Perhaps you’ve been tempted by an announcement for a “Sunny Flat in Paris” (airbnb). Or perhaps you’ve clicked on item #57214 (sabbaticalhomes.com). I would recommend looking further, for example on a site directed to French consumers like seloger.com; or even biting the bullet of a finder’s fee and dealing with a real estate agency (agence immobilière, they call it in the local parlance). The difference is that with a non-localized site like airbnb, you are outside of any jurisdiction, and recourse will be difficult in case it turns out that the apartment you’ve rented is small, dirty, ill-equipped, and does not have the nice view you were counting on. Say you were attracted by a charming urban vista like this:

front-balcony

and arrived with baggage and children after many hours of flight to look out the window at this:

rear balcony

You would, I think, wish you had taken another apartment. It’s been known to happen.

George Akerlof (co-laureate of the 2000 Nobel Prize) analyzed this situation in his classic paper “The Market for Lemons: Quality Uncertainty and the Market Mechanism” (Quarterly Journal of Economics, 84 [1970]: 488-500).
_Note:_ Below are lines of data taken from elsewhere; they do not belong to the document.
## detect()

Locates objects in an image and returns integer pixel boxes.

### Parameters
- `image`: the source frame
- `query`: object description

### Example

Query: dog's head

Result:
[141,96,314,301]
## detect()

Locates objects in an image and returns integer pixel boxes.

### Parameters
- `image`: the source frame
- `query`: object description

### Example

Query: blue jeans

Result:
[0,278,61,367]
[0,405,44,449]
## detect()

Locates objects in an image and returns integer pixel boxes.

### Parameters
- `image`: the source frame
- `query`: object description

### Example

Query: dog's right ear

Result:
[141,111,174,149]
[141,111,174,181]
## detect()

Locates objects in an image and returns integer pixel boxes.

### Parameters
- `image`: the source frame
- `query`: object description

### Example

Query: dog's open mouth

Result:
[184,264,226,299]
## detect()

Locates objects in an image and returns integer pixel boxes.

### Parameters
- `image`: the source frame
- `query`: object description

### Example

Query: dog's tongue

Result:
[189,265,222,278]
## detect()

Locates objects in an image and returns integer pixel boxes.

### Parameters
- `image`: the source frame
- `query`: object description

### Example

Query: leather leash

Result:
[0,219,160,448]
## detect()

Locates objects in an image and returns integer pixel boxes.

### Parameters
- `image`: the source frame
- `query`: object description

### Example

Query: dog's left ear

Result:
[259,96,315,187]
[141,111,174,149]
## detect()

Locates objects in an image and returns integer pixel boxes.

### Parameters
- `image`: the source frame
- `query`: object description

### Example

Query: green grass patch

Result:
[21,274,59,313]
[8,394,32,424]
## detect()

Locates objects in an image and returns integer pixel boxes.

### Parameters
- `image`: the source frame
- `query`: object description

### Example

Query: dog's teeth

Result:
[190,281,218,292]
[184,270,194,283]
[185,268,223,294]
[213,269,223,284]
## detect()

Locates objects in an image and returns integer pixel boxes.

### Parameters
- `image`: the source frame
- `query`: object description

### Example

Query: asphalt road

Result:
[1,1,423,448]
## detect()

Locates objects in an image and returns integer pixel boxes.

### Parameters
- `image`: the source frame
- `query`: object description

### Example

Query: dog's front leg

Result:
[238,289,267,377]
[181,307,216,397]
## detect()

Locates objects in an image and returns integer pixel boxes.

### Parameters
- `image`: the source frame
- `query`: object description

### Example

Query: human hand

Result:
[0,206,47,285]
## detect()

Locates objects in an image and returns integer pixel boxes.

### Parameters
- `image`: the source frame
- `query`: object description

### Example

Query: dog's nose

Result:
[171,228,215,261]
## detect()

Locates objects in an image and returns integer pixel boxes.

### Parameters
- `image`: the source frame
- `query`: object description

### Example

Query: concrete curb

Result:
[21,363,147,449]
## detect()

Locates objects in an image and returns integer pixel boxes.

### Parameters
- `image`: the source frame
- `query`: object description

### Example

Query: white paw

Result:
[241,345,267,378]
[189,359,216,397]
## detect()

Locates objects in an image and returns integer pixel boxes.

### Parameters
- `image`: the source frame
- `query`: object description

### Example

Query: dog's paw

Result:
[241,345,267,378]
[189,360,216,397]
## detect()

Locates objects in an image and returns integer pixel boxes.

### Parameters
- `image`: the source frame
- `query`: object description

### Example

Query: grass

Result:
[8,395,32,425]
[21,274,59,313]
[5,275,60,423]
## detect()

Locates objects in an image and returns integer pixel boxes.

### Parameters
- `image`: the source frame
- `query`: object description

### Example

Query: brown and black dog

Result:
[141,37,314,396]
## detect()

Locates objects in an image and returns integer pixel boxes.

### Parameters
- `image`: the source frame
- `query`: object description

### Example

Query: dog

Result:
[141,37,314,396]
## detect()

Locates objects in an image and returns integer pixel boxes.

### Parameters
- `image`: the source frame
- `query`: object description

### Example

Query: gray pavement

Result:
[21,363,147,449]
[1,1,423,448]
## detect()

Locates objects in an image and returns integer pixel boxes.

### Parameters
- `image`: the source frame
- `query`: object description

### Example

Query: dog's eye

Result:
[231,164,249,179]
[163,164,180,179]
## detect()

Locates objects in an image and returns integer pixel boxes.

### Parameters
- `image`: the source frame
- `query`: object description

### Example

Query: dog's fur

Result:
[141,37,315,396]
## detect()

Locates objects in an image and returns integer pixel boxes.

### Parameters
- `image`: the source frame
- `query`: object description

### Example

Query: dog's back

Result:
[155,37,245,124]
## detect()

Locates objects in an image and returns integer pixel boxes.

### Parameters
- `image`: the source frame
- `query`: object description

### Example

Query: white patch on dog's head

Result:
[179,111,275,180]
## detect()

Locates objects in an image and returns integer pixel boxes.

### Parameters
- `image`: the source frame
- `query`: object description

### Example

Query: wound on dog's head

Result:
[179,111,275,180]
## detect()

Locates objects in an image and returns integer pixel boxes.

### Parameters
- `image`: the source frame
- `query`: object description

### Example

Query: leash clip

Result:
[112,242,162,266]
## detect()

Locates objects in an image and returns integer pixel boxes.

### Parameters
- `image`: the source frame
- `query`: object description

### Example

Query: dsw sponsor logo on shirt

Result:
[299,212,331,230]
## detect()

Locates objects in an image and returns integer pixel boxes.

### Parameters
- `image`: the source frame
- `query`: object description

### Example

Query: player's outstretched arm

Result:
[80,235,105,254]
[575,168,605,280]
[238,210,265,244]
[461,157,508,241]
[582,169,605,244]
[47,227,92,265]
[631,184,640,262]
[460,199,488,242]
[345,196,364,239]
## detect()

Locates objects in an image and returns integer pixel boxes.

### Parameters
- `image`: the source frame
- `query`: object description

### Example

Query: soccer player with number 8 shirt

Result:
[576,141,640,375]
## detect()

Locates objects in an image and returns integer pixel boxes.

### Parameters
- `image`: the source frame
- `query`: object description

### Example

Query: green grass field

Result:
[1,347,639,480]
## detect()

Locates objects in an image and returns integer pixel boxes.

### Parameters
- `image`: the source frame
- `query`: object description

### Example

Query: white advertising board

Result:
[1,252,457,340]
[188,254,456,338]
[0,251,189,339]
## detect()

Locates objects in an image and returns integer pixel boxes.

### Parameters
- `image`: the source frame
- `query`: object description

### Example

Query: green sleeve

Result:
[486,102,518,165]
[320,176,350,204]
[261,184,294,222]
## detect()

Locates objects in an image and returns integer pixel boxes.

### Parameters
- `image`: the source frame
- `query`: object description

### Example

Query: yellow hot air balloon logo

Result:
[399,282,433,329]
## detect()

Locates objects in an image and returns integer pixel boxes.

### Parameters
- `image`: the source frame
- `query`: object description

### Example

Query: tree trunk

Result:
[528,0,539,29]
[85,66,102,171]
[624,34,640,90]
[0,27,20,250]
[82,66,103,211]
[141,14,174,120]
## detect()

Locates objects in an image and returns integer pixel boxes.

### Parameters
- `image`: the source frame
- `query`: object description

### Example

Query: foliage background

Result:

There may be potential buyers of good quality products and there may be potential sellers of such products in the appropriate price range; however, the presence of people who wish to pawn bad wares as good wares tends to drive out the legitimate business. The cost of dishonesty, therefore, lies not only in the amount by which the purchaser is cheated; the cost must also include the cost incurred from driving legitimate business out of existence. (495)

Akerlof continues: “Dishonesty in business is a serious problem in underdeveloped countries.” Well, perhaps the judicial void in which many Internet businesses operate is, for all its technological smoothness and the quality of its air-conditioning, in these terms still an “underdeveloped country.” Akerlof sees in traditional “underdeveloped” societies, with their wide disparities in quality among instances of a like commodity (one grain dealer will put pebbles in the rice to add to its weight, another won’t), a function to be filled by the entrepreneur or merchant, the person who makes a living from assessing good quality and bringing it to the end user. But as everyone knows, the great value of Internet commerce has always been to put you in direct contact with the primary seller– who may have as his or her rule of practice “Let the buyer beware.”